Está em pleno vapor uma espécie de cruzada do governo para aumentar o
crédito na economia. Quer baixar a qualquer custo o spread bancário e induzir o
sistema bancário a elevar a oferta de crédito para estimular a economia. O
objetivo em si não está errado e deve ser perseguido, mas o caminho
aparentemente escolhido pode vir a ser desastroso e contraproducente.
Inicialmente, é necessário considerar que o crescimento da oferta de crédito
deve ocorrer sempre de maneira sustentada e sem aumento dos riscos sistêmicos.

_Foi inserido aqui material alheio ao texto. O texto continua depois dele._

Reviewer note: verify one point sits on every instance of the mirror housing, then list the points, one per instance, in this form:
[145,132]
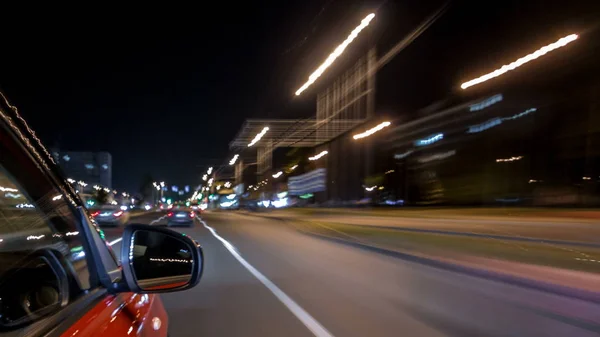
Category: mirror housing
[158,260]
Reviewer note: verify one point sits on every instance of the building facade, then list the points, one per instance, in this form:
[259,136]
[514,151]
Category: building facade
[94,168]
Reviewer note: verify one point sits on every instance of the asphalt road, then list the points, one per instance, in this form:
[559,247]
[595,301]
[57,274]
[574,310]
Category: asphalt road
[266,279]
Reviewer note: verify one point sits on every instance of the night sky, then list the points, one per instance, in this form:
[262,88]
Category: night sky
[165,92]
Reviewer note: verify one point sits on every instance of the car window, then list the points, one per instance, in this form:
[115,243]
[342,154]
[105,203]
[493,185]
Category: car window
[43,262]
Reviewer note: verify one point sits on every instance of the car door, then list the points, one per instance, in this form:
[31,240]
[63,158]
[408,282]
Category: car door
[52,257]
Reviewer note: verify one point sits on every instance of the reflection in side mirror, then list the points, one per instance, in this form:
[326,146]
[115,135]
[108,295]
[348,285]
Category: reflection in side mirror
[158,259]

A recente crise do subprime nos EUA e os problemas fiscais na zona do euro são
evidências claríssimas dos riscos do excesso de alavancagem e da imprudência na
concessão de crédito pelos bancos. Medidas do governo para forçar os bancos -
públicos ou privados - a emprestarem mais com taxas artificialmente baixas
podem levar à formação de bolhas no mercado de crédito com consequências imprevisíveis
para a estabilidade financeira sistêmica.
Assim, a cruzada do governo só faz sentido se baseada em agenda tecnicamente
sólida e com respaldo na atuação do Banco Central (BC) como responsável último
pela supervisão financeira no Brasil. Os motivos por que as margens financeiras
são elevadas no País são sobejamente conhecidos, principalmente a partir de
estudos conduzidos pelo próprio BC ao longo dos últimos anos. Tais estudos
permitem o estabelecimento de agenda de medidas com o intuito de reduzir os
spreads e aumentar a eficiência da intermediação financeira.
Mas a recente determinação do governo aos bancos públicos para baixarem as
taxas cobradas em suas operações de crédito indica a preferência por um caminho
alternativo para mais rapidamente alcançar o objetivo de diminuir os spreads,
através da provocação de uma "guerra de preços" no mercado bancário.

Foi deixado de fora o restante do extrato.